22.10.2020 | KODWO ESHUN (Goldsmiths, University of London / GB)
Handsworth Songs as Black Industrialism
Abstract
In conversation with Kobena Mercer in 2016, John Akomfrah and Trevor Mathison of Black Audio Film Collective characterised the Collective’s 1982 slide tape work Expeditions: Signs of Empire and Images of Nationality in terms of ‘a sonic back- drop which one could only call “black industrial’. In the Second Lecture, this notion is extended beyond Expeditions so to argue that the Collective continued to pursue the notion of a black industrial aesthetic towards Handsworth Songs and beyond. To hear Handsworth Songs from the perspective of the British industrial music culture of the late 1970s and 1980s is to rethink the parameters of audio in the Collective’s theorization of the becoming of black audio film collectivity.

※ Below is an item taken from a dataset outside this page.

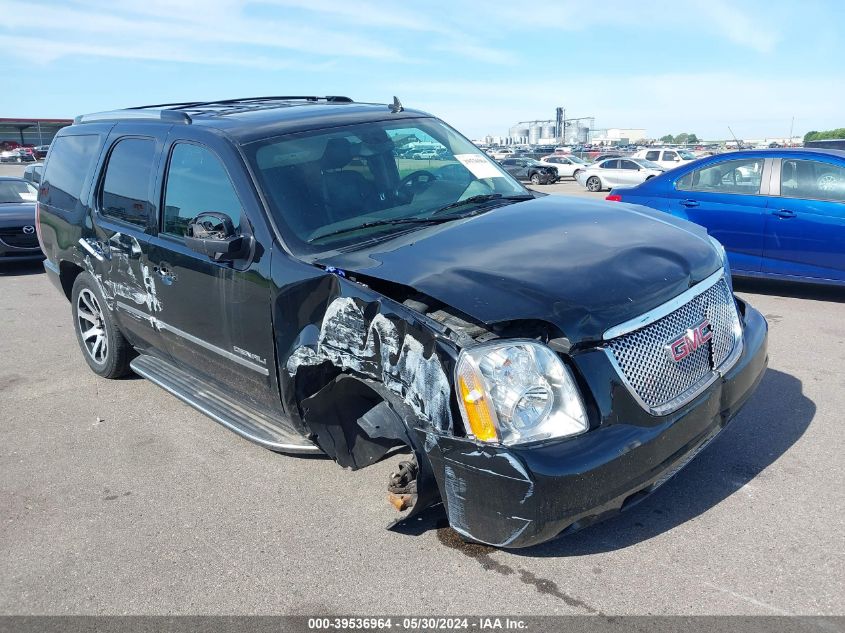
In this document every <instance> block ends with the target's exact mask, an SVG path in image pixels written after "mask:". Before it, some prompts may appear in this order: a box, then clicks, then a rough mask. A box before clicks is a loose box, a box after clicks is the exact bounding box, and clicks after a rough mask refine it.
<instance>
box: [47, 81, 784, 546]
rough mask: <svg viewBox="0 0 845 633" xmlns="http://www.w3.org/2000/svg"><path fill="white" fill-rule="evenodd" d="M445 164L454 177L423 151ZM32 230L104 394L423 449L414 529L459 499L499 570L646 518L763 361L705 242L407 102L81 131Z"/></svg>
mask: <svg viewBox="0 0 845 633" xmlns="http://www.w3.org/2000/svg"><path fill="white" fill-rule="evenodd" d="M431 139H434V140H435V141H436V142H437V143H440V144H441V145H442V146H443V147H444V148H446V151H445V152H443V153H442V155H441V156H440V158H438V159H437V160H432V159H428V158H427V159H424V160H416V159H414V158H410V157H408V155H407V152H404V151H403V148H405V147H406V146H407V145H409V144H411V143H417V142H419V141H420V140H425V141H430V140H431ZM539 195H540V194H537V196H539ZM39 213H40V220H39V221H40V236H41V240H42V246H43V249H44V253H45V254H46V255H47V258H48V259H47V261H46V262H45V266H46V269H47V271H48V273H49V276H50V278H51V279H52V280H53V282H54V283H55V285H56V287H57V288H58V289H59V290H60V291H61V292H62V293H63V294H64V295H65V296H66V297H67V298H68V299H69V300H70V304H71V309H72V312H73V324H74V327H75V329H76V333H77V337H78V340H79V345H80V347H81V349H82V353H83V355H84V357H85V360H86V361H87V363H88V364H89V366H90V367H91V369H92V370H93V371H94V372H96V373H97V374H99V375H100V376H103V377H106V378H117V377H120V376H123V375H125V374H126V373H127V372H128V371H130V370H133V371H134V372H136V373H138V374H140V375H142V376H144V377H146V378H148V379H150V380H151V381H153V382H154V383H156V384H157V385H159V386H161V387H163V388H164V389H166V390H167V391H169V392H171V393H172V394H174V395H175V396H177V397H179V398H181V399H182V400H184V401H185V402H187V403H189V404H191V405H193V406H194V407H196V408H197V409H199V410H200V411H202V412H203V413H205V414H207V415H208V416H209V417H211V418H213V419H214V420H216V421H217V422H219V423H221V424H223V425H225V426H227V427H228V428H230V429H232V430H233V431H235V432H237V433H239V434H241V435H242V436H244V437H246V438H249V439H251V440H253V441H255V442H258V443H260V444H262V445H264V446H266V447H268V448H270V449H272V450H275V451H279V452H283V453H321V452H322V453H325V454H326V455H328V456H329V457H330V458H332V459H333V460H335V461H336V462H337V463H338V464H340V465H341V466H344V467H348V468H352V469H357V468H361V467H364V466H367V465H369V464H372V463H373V462H375V461H377V460H380V459H382V458H383V457H385V456H386V455H388V454H393V453H394V452H395V451H397V450H400V451H401V450H406V451H407V452H408V454H409V456H408V457H407V458H406V459H405V461H404V462H403V463H402V464H401V465H400V468H399V469H398V470H397V472H396V473H395V474H394V475H393V476H392V477H391V479H390V480H389V481H387V482H385V483H386V485H387V487H388V491H389V493H390V495H391V497H390V498H391V501H392V502H393V503H394V505H395V506H396V507H397V508H398V509H400V510H401V511H403V512H404V514H401V515H399V517H400V520H405V519H407V518H408V517H409V516H413V515H414V514H416V513H418V512H420V511H421V510H423V509H424V508H426V507H428V506H431V505H433V504H435V503H437V502H438V501H440V500H442V502H443V504H444V505H445V509H446V513H447V515H448V518H449V521H450V523H451V525H452V526H453V527H454V529H455V530H457V531H458V532H459V533H460V534H462V535H463V536H465V537H466V538H468V539H474V540H476V541H481V542H484V543H489V544H493V545H497V546H502V547H522V546H527V545H531V544H534V543H539V542H542V541H545V540H548V539H550V538H553V537H555V536H556V535H559V534H561V533H563V532H569V531H574V530H576V529H579V528H581V527H584V526H585V525H588V524H589V523H591V522H593V521H595V520H597V519H600V518H603V517H605V516H608V515H610V514H612V513H614V512H616V511H618V510H620V509H623V508H626V507H628V506H630V505H631V504H632V503H633V502H635V501H638V500H640V499H641V498H642V497H644V496H645V495H646V494H647V493H649V492H651V491H653V490H654V489H655V488H657V487H658V486H659V485H660V484H662V483H663V482H664V481H666V480H667V479H668V478H669V477H670V476H671V475H672V474H674V473H675V472H676V471H677V470H679V469H680V468H681V467H682V466H683V465H684V464H686V463H687V462H688V461H689V460H690V459H691V457H692V456H693V455H695V453H696V452H698V451H699V450H700V449H701V448H702V447H703V446H704V445H705V444H707V442H709V441H710V440H711V439H713V437H715V436H716V435H717V434H718V433H719V431H720V430H721V429H722V428H723V427H724V426H725V425H726V424H727V423H728V421H729V420H730V419H731V418H732V417H733V416H734V415H735V414H736V412H737V411H738V410H739V408H740V406H741V405H742V404H743V403H744V402H745V401H746V399H747V398H748V397H749V395H750V394H751V393H752V391H753V390H754V388H755V386H756V385H757V382H758V381H759V380H760V378H761V376H762V375H763V372H764V370H765V367H766V363H767V354H766V340H767V327H766V321H765V320H764V319H763V317H762V316H761V315H760V313H759V312H757V311H756V310H754V309H753V308H752V307H750V306H749V305H748V304H746V303H745V302H743V301H742V300H740V299H737V298H735V297H734V295H733V292H732V287H731V276H730V271H729V269H728V267H727V261H726V259H725V253H724V250H723V249H722V248H721V246H720V245H719V243H718V242H716V241H714V240H712V239H710V238H708V236H707V234H706V232H705V231H704V229H702V228H701V227H698V226H696V225H693V224H690V223H687V222H685V221H683V220H680V219H677V218H674V217H672V216H669V215H664V214H662V213H660V212H657V211H652V210H649V209H645V208H642V207H638V206H632V205H626V204H608V203H605V202H603V201H601V202H599V201H593V200H575V199H572V198H565V197H555V196H543V197H535V196H534V195H532V194H531V193H530V192H529V191H527V190H526V189H524V188H523V187H522V185H520V184H519V183H518V182H516V181H515V180H514V179H513V178H512V177H510V176H509V175H508V174H507V173H506V172H505V171H503V170H502V169H501V168H500V167H499V166H498V165H497V164H496V163H495V162H493V161H492V160H490V159H489V158H488V157H487V156H486V155H484V154H483V153H482V152H481V151H480V150H479V149H478V148H476V147H475V146H474V145H473V144H472V143H471V142H470V141H468V140H467V139H466V138H464V137H463V136H461V135H460V134H458V133H457V132H456V131H455V130H453V129H452V128H450V127H448V126H447V125H446V124H444V123H443V122H442V121H440V120H439V119H437V118H434V117H432V116H431V115H428V114H425V113H423V112H417V111H411V110H407V109H404V108H403V107H402V106H401V104H399V103H398V102H396V101H394V103H393V104H392V105H390V106H387V105H378V104H365V103H355V102H352V101H351V100H349V99H347V98H343V97H323V98H317V97H266V98H251V99H236V100H227V101H219V102H213V103H182V104H165V105H158V106H148V107H142V108H136V109H128V110H122V111H117V112H107V113H102V114H95V115H87V116H82V117H78V118H77V119H76V121H75V124H74V125H72V126H69V127H66V128H64V129H62V130H61V131H60V132H59V134H58V135H57V137H56V139H55V141H54V142H53V145H52V147H51V149H50V155H49V158H48V162H47V165H46V167H45V171H44V178H43V181H42V183H41V188H40V193H39ZM139 404H140V403H139Z"/></svg>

The idea of black audio can be heard as a cinesonic ecology in which the seditionary effects of punk, the mutational effect of post-punk and the blacklessness of industrial music converge to constitute an aesthetic sociality that works to reconfigure the frontier effects that reproduced the cine-culture of the British Left along the informally segregated racialised aesthetics of twentieth century British cinema.
Biographical Note
Dr. Kodwo Eshun is Lecturer in Contemporary Art Theory at Department of Visual Culture, Goldsmiths, University of London, Visiting Professor, Haut Ecole d’Art et Design, Genève and co-founder of The Otolith Group. He is co-editor of The Fisher Function, 2017, Post Punk Then and Now, 2016, The Militant Image: A Cine-Geography: Third Text Vol 25 Issue, 2011, Harun Farocki Against What? Against Whom, 2010 and The Ghosts of Songs: The Film Art of the Black Audio Film Collective 1982–1998, 2007 and author of Dan Graham: Rock My Religion, Afterall, 2012, and More Brilliant than the Sun: Adventures in Sonic Fiction forthcoming on Verso, 2021.